I did mine, I had more than a little noise. Used a piece of metal tubing held to my ear to nail down the noise, till I was fairly certain it was in the bottom. Checked the side of the block near the distributor to see if I had any oversize bearing letter codes. Before I started, I took all the plugs out, put it in neutral and checked (with a torque wrench) how much peak torque it took to turn the motor over one revolution. When I was finished with the new bearings, checked the torque again, I know I'm anal (I#ve seen guys put in new bearings and not be able to turn the motor over with a cheater bar, they don't last long). Ordered a set of stock bearings, a set of 0.001 over and a set of 0.010 over. I didn't need the 0.01 or the 0.010 and returned them. I cleaned up the orignal bearings and the journals and checked them with plasti gage, they have to be clean plasti gage melts in oil. The top half of the bearing had significantly more wear then the bottom half on mine. Put the new (stock size) bearings in and plasti gaged them again (I know I'm anal). I was lucky there was no major scoring and the bearing surfaces were a fairly constant diameter end to end, there was no significant cone shape to the crank journals. I cleaned out the oil pump and checked the tolerances while I was in there, the bottom of the motor was fairly clean. I had to make an oil pump gasket, the oil pump got pretty tight without the gasket.

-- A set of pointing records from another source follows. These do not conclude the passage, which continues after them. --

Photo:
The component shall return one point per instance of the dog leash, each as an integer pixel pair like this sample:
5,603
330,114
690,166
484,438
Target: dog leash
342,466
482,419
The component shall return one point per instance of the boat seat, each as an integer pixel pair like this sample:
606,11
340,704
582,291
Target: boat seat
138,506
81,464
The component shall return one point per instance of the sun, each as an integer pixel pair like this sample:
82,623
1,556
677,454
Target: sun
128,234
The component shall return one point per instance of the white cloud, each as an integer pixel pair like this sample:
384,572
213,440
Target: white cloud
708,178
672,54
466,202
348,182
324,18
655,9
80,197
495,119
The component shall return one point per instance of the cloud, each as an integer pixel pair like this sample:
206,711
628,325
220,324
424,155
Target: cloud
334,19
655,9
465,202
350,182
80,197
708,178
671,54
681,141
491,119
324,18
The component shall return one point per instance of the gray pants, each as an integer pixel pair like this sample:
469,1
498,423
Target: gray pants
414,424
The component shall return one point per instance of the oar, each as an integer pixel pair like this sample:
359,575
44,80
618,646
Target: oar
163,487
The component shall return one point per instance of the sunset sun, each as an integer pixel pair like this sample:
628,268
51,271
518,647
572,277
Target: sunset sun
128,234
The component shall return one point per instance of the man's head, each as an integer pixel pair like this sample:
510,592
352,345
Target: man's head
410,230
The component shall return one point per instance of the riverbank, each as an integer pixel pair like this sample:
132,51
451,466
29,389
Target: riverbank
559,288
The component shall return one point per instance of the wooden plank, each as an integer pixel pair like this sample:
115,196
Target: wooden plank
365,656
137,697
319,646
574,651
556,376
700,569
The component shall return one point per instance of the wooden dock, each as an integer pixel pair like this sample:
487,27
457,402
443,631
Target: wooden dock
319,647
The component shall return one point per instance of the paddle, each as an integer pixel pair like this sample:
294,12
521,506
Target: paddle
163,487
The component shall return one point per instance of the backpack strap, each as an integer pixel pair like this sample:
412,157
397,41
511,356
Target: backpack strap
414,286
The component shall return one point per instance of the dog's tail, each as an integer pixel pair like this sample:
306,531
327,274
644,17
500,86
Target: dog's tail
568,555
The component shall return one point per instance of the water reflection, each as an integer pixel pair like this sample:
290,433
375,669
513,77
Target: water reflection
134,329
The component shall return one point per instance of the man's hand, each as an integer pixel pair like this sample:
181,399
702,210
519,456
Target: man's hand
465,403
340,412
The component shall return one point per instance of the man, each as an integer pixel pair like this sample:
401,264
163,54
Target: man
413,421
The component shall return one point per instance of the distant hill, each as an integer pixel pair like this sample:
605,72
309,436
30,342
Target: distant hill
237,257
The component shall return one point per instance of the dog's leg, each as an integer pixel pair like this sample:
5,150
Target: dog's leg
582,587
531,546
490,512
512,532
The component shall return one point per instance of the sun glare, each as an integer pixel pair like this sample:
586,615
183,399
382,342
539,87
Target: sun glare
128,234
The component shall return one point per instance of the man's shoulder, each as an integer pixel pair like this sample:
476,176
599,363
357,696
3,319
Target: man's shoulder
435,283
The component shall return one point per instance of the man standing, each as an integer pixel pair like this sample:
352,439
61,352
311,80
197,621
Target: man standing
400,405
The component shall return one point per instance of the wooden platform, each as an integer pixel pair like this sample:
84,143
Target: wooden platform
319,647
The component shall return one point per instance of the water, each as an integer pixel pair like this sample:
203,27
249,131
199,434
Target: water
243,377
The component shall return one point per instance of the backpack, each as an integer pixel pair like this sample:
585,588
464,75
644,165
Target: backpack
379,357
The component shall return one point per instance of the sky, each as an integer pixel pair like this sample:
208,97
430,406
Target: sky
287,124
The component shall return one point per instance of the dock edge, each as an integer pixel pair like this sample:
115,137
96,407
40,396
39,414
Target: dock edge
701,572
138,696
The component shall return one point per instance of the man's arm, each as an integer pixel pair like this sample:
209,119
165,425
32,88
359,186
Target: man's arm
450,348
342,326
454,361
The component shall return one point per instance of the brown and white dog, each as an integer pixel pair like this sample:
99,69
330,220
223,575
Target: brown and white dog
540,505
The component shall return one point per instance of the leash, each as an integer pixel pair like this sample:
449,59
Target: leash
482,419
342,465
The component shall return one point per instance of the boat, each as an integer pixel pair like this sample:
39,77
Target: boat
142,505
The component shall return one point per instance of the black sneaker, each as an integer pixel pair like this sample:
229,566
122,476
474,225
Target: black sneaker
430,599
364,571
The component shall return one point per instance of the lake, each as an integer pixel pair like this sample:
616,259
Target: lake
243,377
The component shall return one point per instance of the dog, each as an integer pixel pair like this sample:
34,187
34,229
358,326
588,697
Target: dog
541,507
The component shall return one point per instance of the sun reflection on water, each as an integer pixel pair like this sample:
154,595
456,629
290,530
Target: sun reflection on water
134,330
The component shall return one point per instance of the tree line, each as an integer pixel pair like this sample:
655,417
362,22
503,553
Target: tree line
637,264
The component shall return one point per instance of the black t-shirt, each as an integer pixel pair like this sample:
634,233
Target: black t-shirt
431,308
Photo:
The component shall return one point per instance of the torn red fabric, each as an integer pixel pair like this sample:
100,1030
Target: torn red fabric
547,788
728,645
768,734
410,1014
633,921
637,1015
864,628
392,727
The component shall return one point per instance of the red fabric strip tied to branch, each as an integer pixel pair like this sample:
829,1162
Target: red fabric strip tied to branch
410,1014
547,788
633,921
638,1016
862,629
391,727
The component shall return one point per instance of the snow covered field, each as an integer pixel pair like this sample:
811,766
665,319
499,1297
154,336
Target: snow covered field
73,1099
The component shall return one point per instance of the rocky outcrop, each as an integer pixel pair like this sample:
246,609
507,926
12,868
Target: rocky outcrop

The book said you can mix different sized bearings to get the right tolerance. I was happy none of mine were near the outer tolerance, after new stock bearings.
My motor was a lot quieter after the new bearings, so I'm guessing that was the problem. I drove the motor easy for the first 500 miles and kept the RPM's down. Used fossil oil instead of synthetic.
The rest of it is just like changing the rear main bearings, I did that also while I was in there. I checked the timing chain play, the flex plate bolts and looked for flex plate cracks from the motor side of the flex plate. While I had the connecting rods off I jiggled the connecting rod up and down, just to check for wrist pin play and looked at the shape of the cylinder walls.
Just an opinion, but slightly loose bearings last longer than too tight bearings. Thinking they are going to wear in before they burn up is often wishful thinking.